Ayrıca Suriye halkı “okumuş” bir halk. Yani dünya ve bölge siyasetini çok yakından takip eder. Bu nedenle, isyan süreci başladığında bu işte ABD’nin parmağı olduğunu anlamaları da çok zor olmadı. Bu, reform isteyenlerin haklılığını görmedikleri anlamında değil; ancak oyunun içine ABD girince “bit yeniği olduğu” düşüncesi hemen yayıldı.
Rejim karşıtlarının bile “gerekirse önce ben ölürüm ama yabancıları ülkeme sokmam” demelerinin ardındaki sır burada yatıyor. Diğer yandan mezhep savaşı için azınlıklara (özellikle Alevilere) karşı yapılan vahşi provokasyonlar çoğunluğu oluşturan Sünni kesimin büyük bölümü tarafından derhal reddedildi ve üzüntü ile karşılandı. Yani Selefiler/Müslüman Kardeşler ve icraatları zaten Sünni kesim içinde bile sadece küçük bir kesim tarafından destek bulabiliyor.
Tüm bu gerekçelerin oluşturduğu zemin Esad’ın bugüne kadar sarsıntı geçirse de “yenilmemesinin” sırrını ortaya çıkarıyor. Ve işte bu nedenle Esad hala (son olarak Sunday Times’a verdiği röportajda) “Suriye bir devlet ve benim de halk nezdinde meşruiyetim var. Eğer dış güçler ile bağlarını koparırsa ve (iç silahlı gruplar) silah bırakırsa muhaliflerle masaya otururum. Başka düşünceleri olanlar diyaloğu düşünmesinler bile” diyebiliyor.
Bu nedenle de Esad’ın duruşu bütün yaşananlara rağmen değişmiş değil. “Sonunda silahlı grupları bile kabul edebileceklerini söylediler, bu geri adım atmak değil midir?” sorusuna verilecek cevap şudur: “Bu açıklama muhaliflerin elindeki kozu ellerinden almak için bir taktikti. Eğer muhalifler masaya oturursa Esad açısından olumlu, oturmazsa “elimizden geleni yaptık” argümanını kullanabileceği için yine olumlu. Her durumda Esad (Rusya ve İran’ın akıl hocalığı ile) kritik bir adım atmış oldu.
İç muhalefet
İç muhalefetin büyük bir kısmı ilk günlere göre duruşunu az da olsa değiştirdi. İlk günlerde “silahlı gruplar yok, Esad’ın muhaberatının provokasyonları var” diyen iç muhalefetin büyük bir kısmı şimdi artık “silahlı gruplar var ve barış sürecine tehdit oluşturuyor. Şiddetin bir an önce sona ermesi ve siyasi diyalog için masaya oturulması lazım” diyor.

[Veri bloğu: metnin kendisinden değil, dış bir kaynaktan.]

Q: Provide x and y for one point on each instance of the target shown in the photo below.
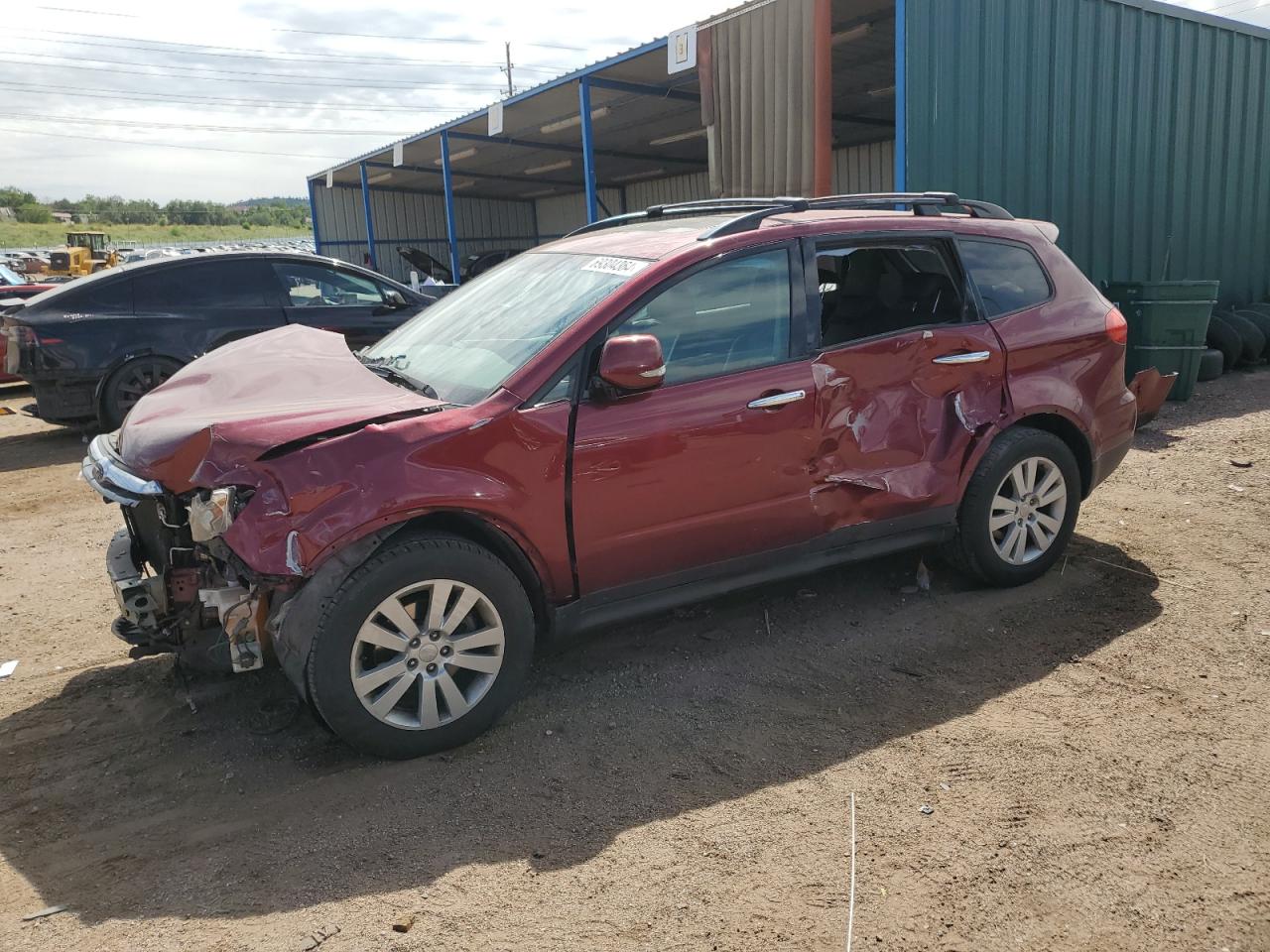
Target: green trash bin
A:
(1167, 326)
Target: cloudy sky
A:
(243, 98)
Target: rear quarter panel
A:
(1061, 361)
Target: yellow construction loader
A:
(85, 253)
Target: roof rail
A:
(753, 211)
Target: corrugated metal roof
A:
(1141, 132)
(572, 76)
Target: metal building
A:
(1139, 127)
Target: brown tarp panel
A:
(760, 111)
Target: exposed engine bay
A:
(180, 588)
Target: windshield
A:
(467, 343)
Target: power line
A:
(231, 102)
(163, 145)
(137, 123)
(162, 46)
(421, 40)
(309, 80)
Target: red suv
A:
(653, 411)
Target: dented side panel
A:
(896, 426)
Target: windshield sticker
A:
(622, 267)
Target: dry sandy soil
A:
(1093, 749)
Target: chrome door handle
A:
(776, 400)
(975, 357)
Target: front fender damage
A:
(298, 611)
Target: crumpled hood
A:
(253, 395)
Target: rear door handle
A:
(974, 357)
(776, 400)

Ancak iç muhalefetin toplum içinde tabanının olmaması en büyük sorunu. Bu nedenle Ulusal Koordinasyon Komitesi’nin Lideri Hasan Abdulazim gibi önde gelen figürlerin söylemleri toplum içinde rejim karşıtı ve genel itibari ile değişimi isteyenler nezdinde bile ses getirmiyor.
Muhaliflerin küçük bir kesimi ise siyasi mücadele yerine silahlı mücadeleyi seçmiş durumda. Ancak özellikle ithal el-Kaidecilerin devrim mücadelesine “müdahil olmaları” sebebiyle çözülmeler başladı.
Şimdi artık Özgür Suriye Ordusu (ÖSO) devlete yakın durmasa da en azından Nusra Cephesi’ne karşı. Diğer yandan ÖSO içinde ordu ile işbirliğinin örnekleri görülmeye başlandı.
Muhaliflerden kendilerini “yönetim değil ama devlet yanlısı” olarak tanımlayan ise tüm dış müdahalelere ve silahlı gruplara, eylemlerine kesinlikle karşı. Bunlar içinde Kadri Cemil’in “Halkın İradesi Partisi” ve Ali Haydar’ın “Suriye Sosyal Milliyetçi Partisi” var.
Hasan Abdulazim’in rejimle “yüksek perdeden mücadelesi” sürüyor; ancak diğer iki oluşum olaylar başladığında gösterilerde yer almasına rağmen yukarıda Suriye halkının antiemperyalist karakterini anlatmaya çalışırken belirttiğimiz gibi “yönetimin değil; ama devletin yanında” yer aldılar.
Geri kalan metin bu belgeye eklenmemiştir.